Video interview | Talking about “The Bootleg Coal Rebellion” with author Mitch Troutman

In the early 20th century, as Pennsylvania’s anthracite industry collapsed under mechanization, corporate consolidation, and economic depression, thousands of coal miners were told – implicitly and explicitly – that they were no longer needed. What followed was not quiet resignation, but one of the most extraordinary episodes in American labor history: the bootleg coal rebellion.

In this new YouTube interview, I sat down with historian and author Mitch Troutman to talk about his book, The Bootleg Coal Rebellion: The Pennsylvania Miners Who Seized an Industry, 1925–1942, a deeply researched and long-overdue history of miners who refused to starve when the industry abandoned them.

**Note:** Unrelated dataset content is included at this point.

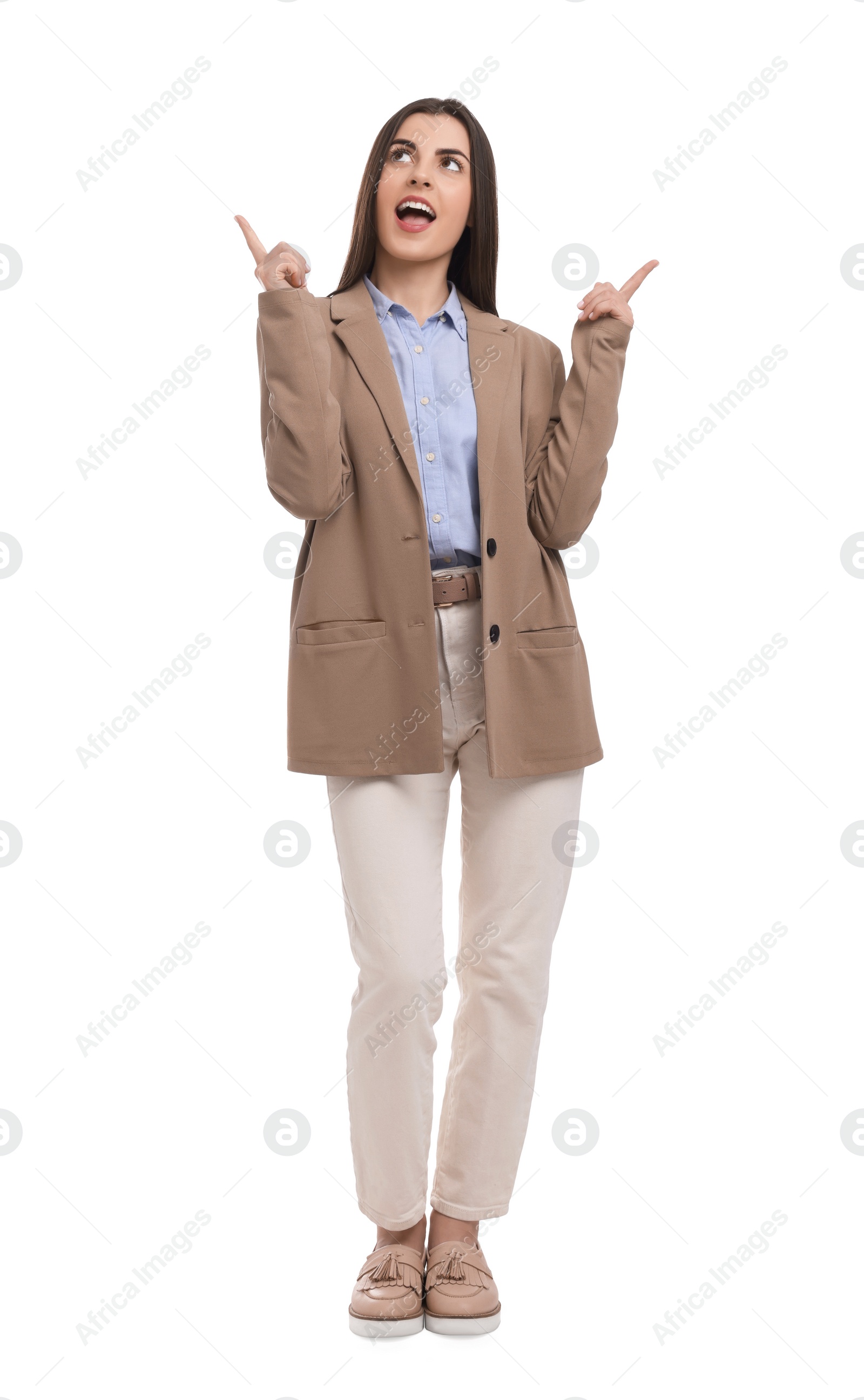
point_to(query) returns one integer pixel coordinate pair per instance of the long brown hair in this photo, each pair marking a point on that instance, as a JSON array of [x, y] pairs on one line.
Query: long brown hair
[[475, 259]]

Buy the book: The Bootleg Coal Rebellion: The Pennsylvania Miners Who Seized an Industry, 1925–1942

Across Northumberland County, the lower anthracite fields, and much of the wider Coal Region, unemployed miners began digging coal illegally – often on land they had worked for decades, using skills passed down through generations. What started as survival quickly became something bigger. Bootleg mining evolved into a mass movement that challenged coal companies, state authority, and long-standing ideas about who had the right to control natural resources.

A vintage J.A. Reedy coal truck parked on a dirt road with a gravel pile, while two people stand on nearby wooden structures in a rural setting.
A scene outside Mt. Carmel in 1938

Mitch and I talk about how bootleg mining grew out of earlier strike conditions, local customs, and bitter resentment toward decisions made in distant boardrooms. We dig into family stories, community memory, and the ways this history still lingers, sometimes quietly, sometimes defiantly, in the region today. For many families, bootleg coal wasn’t a crime. It was dignity, it put food on the table and it was resistance.

This conversation also places the bootleg coal rebellion in a larger context. The issues miners faced – automation, corporate power, economic dislocation, and the erosion of working-class security – are not relics of the Great Depression. They are painfully familiar in the 21st century. That’s what makes this story matter now.